4. Reservoir Dogs (1992)
The film that started it all, Reservoir Dogs effortlessly established Tarantino’s style and confidence behind the camera. The film is ostensibly about a heist gone wrong, but the real trick of it all is that the crime itself is never shown. Rather, Tarantino delves into the individual stories of his main characters, setting the stage for an epic confrontation with deadly results. Moreover, the opening diner scene — which memorably dissects Madonna’s “Like a Virgin” — instantly reveals the filmmaker’s penchant for pop culture and the raw talent that brought this crime caper to life. Bonus points for ushering such unforgettable figures as Steve Buscemi’s Mr. Pink and Michael Madsen’s Mr. Blonde into the annals of film history.
3. Kill Bill (2003/2004)
The Bride’s (Uma Thurman) “roaring rampage of revenge” may have been so epic that it took two separate theatrical releases to chronicle, but since Tarantino initially intended the story to be one long film, the second half doesn’t really count as a bonafide sequel. Moreover, the two-part tale tonally balances itself out, with the first centering more on Eastern-influenced mayhem and the second on emotional weight and Western tropes. Thurman delivers an iconic badass that easily stands as one of the best female action heroes in movie history, and Kill Bill gives Tarantino the chance to create a world where all of his cinematic influences can coexist in one insanely engrossing viewing experience.

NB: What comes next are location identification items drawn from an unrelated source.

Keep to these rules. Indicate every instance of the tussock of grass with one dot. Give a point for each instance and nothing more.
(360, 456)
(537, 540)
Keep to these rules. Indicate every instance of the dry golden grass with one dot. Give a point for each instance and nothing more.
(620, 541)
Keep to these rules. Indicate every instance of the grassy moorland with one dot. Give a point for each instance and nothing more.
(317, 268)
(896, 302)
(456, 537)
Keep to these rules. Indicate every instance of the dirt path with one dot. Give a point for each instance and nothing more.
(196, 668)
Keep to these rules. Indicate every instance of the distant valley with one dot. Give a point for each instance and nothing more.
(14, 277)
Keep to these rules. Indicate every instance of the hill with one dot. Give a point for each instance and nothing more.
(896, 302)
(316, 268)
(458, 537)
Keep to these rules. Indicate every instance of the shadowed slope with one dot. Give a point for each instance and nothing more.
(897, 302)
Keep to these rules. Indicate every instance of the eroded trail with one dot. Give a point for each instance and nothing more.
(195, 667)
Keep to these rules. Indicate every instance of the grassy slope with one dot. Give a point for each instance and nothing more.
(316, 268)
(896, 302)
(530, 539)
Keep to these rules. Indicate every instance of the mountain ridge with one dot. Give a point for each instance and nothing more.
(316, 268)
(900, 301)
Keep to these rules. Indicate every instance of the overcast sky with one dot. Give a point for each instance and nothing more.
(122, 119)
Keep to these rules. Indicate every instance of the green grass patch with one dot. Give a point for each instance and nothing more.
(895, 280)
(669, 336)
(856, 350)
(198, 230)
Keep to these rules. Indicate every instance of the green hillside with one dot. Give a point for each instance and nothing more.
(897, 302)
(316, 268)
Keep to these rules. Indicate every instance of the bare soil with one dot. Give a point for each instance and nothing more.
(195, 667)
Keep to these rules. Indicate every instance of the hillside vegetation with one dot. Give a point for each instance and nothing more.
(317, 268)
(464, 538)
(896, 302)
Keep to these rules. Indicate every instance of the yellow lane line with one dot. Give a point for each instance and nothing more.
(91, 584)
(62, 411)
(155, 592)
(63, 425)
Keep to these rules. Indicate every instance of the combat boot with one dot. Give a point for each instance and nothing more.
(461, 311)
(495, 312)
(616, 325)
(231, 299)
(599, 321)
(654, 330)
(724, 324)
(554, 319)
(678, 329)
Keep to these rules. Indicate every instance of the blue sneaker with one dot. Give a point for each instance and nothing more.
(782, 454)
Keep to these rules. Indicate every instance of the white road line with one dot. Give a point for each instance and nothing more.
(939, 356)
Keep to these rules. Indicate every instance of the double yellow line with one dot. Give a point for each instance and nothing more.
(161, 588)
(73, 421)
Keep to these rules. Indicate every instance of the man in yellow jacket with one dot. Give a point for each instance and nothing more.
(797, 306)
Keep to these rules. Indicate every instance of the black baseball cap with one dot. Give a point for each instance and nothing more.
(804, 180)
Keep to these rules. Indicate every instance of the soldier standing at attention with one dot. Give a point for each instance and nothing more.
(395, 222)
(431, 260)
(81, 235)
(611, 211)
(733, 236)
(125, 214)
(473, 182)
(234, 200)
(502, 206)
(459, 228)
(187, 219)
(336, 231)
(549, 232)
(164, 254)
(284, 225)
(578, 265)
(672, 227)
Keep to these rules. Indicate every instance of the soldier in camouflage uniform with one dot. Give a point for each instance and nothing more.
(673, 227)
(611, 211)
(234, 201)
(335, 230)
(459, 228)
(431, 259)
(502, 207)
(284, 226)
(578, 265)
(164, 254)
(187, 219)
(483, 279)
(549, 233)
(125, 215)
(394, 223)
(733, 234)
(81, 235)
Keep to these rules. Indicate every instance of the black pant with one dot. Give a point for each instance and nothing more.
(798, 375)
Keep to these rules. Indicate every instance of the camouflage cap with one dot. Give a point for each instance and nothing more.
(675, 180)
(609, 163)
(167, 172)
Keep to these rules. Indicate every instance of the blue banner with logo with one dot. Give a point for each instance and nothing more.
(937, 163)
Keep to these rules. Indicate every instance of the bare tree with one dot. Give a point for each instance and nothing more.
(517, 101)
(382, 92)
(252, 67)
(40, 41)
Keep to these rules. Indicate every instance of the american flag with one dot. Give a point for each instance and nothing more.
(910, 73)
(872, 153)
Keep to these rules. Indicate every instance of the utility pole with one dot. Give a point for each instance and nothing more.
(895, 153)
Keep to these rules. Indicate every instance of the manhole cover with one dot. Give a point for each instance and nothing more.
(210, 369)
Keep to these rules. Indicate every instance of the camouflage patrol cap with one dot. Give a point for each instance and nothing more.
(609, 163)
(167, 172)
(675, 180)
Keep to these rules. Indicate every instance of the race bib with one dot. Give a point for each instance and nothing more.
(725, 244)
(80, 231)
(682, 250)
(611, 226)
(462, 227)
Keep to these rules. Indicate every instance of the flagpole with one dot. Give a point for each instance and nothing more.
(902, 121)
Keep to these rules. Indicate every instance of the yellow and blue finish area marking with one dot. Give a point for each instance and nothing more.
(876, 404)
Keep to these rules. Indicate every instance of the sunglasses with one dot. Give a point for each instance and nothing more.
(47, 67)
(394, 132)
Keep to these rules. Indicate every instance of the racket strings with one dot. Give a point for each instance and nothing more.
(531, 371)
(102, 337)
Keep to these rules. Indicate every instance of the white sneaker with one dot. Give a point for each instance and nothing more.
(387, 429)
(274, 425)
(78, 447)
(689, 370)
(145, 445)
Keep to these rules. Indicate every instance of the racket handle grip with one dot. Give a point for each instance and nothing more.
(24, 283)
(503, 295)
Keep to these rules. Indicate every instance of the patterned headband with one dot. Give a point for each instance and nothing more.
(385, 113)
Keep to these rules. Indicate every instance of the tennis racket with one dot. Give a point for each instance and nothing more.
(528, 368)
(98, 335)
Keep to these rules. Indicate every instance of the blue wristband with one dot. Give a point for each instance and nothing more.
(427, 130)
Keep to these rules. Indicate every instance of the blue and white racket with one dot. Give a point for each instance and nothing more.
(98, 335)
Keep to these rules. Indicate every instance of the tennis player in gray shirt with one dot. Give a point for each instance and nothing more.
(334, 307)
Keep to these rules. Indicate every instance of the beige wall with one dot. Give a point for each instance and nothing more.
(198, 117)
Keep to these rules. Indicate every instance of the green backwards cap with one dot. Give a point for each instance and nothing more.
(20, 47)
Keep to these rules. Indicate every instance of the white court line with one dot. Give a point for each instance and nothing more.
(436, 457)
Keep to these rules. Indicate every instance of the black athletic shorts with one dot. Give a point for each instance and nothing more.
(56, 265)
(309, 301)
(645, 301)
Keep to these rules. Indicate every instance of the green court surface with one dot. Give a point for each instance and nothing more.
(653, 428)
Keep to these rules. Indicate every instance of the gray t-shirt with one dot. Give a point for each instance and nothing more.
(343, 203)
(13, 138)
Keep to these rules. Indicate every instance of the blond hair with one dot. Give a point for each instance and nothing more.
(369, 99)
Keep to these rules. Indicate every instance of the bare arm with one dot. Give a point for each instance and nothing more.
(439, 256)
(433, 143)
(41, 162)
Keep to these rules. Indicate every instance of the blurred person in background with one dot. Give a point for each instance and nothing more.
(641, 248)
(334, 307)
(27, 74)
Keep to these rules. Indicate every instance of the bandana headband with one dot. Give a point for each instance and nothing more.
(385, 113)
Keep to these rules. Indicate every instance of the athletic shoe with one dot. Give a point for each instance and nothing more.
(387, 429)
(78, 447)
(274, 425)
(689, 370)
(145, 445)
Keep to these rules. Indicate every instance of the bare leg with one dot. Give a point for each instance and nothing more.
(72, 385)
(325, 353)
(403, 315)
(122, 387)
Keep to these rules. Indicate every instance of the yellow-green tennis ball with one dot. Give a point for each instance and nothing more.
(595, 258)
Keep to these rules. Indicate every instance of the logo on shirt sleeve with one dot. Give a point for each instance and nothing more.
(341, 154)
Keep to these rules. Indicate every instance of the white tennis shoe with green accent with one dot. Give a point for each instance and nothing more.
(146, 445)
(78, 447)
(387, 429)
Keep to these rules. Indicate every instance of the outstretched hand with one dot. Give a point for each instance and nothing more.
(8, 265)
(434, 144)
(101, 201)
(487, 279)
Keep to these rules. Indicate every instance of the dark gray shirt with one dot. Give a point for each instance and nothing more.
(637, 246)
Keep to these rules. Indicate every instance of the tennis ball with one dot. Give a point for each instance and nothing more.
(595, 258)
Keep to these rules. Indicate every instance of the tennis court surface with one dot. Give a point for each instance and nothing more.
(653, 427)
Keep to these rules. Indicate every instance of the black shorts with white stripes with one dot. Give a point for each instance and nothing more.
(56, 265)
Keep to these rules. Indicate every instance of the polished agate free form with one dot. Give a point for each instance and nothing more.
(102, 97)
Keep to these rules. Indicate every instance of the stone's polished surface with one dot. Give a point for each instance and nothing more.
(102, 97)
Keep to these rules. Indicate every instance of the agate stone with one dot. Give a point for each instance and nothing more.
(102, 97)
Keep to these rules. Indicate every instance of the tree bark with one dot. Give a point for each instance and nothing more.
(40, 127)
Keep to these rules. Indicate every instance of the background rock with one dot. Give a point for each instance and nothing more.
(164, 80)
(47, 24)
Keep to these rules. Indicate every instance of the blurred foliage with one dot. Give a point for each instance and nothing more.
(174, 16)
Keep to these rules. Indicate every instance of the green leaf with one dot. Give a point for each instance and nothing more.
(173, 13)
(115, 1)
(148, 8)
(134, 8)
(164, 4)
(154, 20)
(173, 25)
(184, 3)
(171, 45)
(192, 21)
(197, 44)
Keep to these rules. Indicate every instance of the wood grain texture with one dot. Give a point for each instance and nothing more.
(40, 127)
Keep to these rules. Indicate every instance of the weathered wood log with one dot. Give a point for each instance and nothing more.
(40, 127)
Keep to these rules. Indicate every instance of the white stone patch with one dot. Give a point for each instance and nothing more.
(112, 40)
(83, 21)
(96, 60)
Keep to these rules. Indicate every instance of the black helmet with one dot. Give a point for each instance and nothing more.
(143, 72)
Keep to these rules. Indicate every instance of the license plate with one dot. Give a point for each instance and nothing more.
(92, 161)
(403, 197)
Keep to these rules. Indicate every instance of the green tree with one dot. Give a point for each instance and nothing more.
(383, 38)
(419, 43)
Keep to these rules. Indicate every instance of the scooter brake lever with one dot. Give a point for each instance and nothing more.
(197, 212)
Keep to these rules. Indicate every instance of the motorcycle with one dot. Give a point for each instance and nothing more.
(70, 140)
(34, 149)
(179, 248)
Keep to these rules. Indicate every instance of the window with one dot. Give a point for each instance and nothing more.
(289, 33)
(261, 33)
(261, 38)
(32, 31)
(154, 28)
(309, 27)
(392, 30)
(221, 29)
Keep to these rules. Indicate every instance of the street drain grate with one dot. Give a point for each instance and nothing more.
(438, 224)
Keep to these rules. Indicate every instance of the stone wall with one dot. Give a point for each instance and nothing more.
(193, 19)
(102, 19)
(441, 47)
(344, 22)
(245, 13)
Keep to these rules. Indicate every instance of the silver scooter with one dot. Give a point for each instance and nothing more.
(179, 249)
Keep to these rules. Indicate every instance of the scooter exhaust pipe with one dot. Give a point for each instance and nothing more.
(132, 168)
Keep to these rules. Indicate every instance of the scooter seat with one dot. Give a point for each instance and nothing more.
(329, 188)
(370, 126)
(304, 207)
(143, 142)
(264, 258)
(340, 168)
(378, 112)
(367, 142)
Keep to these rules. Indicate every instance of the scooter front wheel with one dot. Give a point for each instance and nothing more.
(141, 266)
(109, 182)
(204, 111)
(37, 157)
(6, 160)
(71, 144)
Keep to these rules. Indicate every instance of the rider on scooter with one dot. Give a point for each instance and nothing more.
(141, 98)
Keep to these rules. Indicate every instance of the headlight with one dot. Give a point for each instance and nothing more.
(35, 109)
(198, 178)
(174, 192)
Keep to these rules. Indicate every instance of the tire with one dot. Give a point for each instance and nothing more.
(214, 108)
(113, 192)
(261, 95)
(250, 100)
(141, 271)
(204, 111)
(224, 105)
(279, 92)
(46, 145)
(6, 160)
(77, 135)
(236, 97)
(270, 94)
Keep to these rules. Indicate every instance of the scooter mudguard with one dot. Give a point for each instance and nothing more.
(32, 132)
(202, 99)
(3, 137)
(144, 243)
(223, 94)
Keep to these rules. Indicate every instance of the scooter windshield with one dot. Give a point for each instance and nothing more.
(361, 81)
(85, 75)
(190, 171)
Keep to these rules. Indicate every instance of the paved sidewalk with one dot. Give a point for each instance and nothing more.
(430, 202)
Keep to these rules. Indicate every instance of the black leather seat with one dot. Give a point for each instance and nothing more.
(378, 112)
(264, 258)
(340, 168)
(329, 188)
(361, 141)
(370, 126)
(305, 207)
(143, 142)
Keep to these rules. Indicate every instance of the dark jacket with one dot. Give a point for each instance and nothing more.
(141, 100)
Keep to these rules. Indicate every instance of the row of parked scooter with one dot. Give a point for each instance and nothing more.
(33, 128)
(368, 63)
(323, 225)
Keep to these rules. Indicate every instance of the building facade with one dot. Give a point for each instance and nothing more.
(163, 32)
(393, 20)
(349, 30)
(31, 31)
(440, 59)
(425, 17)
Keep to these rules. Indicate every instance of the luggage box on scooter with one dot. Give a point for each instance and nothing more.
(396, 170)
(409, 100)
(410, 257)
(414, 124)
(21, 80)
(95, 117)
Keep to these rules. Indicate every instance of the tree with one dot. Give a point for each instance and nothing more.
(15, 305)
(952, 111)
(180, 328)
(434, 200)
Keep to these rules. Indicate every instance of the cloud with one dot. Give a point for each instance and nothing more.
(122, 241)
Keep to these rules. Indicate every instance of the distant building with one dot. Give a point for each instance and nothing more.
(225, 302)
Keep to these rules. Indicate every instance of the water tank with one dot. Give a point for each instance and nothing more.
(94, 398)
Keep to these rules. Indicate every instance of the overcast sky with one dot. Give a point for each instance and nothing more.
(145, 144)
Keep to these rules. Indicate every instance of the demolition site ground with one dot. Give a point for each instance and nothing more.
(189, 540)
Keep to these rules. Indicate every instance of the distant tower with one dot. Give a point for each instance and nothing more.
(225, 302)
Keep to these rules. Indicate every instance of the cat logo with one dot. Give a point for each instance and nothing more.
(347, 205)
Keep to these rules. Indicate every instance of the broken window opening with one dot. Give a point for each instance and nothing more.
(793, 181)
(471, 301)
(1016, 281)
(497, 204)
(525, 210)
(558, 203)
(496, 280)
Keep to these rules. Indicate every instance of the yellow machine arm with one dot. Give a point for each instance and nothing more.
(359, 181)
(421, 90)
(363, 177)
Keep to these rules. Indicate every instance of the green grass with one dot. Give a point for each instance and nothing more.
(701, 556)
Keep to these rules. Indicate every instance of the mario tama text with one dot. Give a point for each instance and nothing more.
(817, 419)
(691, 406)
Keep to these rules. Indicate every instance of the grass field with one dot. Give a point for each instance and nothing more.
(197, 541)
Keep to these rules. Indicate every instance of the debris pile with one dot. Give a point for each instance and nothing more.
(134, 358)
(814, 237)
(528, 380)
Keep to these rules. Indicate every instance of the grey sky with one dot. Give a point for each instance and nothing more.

2. Inglourious Basterds (2009)
Some fans may have criticized the stylistic remixes that Tarantino offered with Kill Bill and Death Proof, but this World War II film proved that the director was more than capable of bringing something a bit fresher to the big screen. Brad Pitt stars as the leader of a team of Nazi hunters, and Melanie Laurent is a young woman with revenge on her mind. However, Christoph Waltz steals the show as the chilling Colonel Hans Landa in an Oscar-winning turn that stands as one of the very best onscreen villains in recent years. Exhilarating and darkly funny, Inglourious Basterds is one of Tarantino’s finest works, and if not for one singular piece of movie history, it could very well — as the final line of dialogue implies — have been his masterpiece.
1. Pulp Fiction (1994)
Was there ever any doubt that this would top our list? Pulp Fiction was such a game-changer for the industry in so many ways. Not only did it bring Tarantino to the mainstream (and a ton of awards attention) but its twisted sense of humor and interconnected narrative design spawned a legion of imitators. Characters like Vincent Vega (John Travolta), Mia Wallace (Uma Thurman), and Jules Winnfield (Samuel L. Jackson) have become instantly recognizable icons, and virtually the film’s entire Oscar-winning screenplay is endlessly quotable. How else would the world know what they call a quarter-pounder with cheese in Paris? There’s a reason Pulp Fiction is largely considered one of the best films of all time.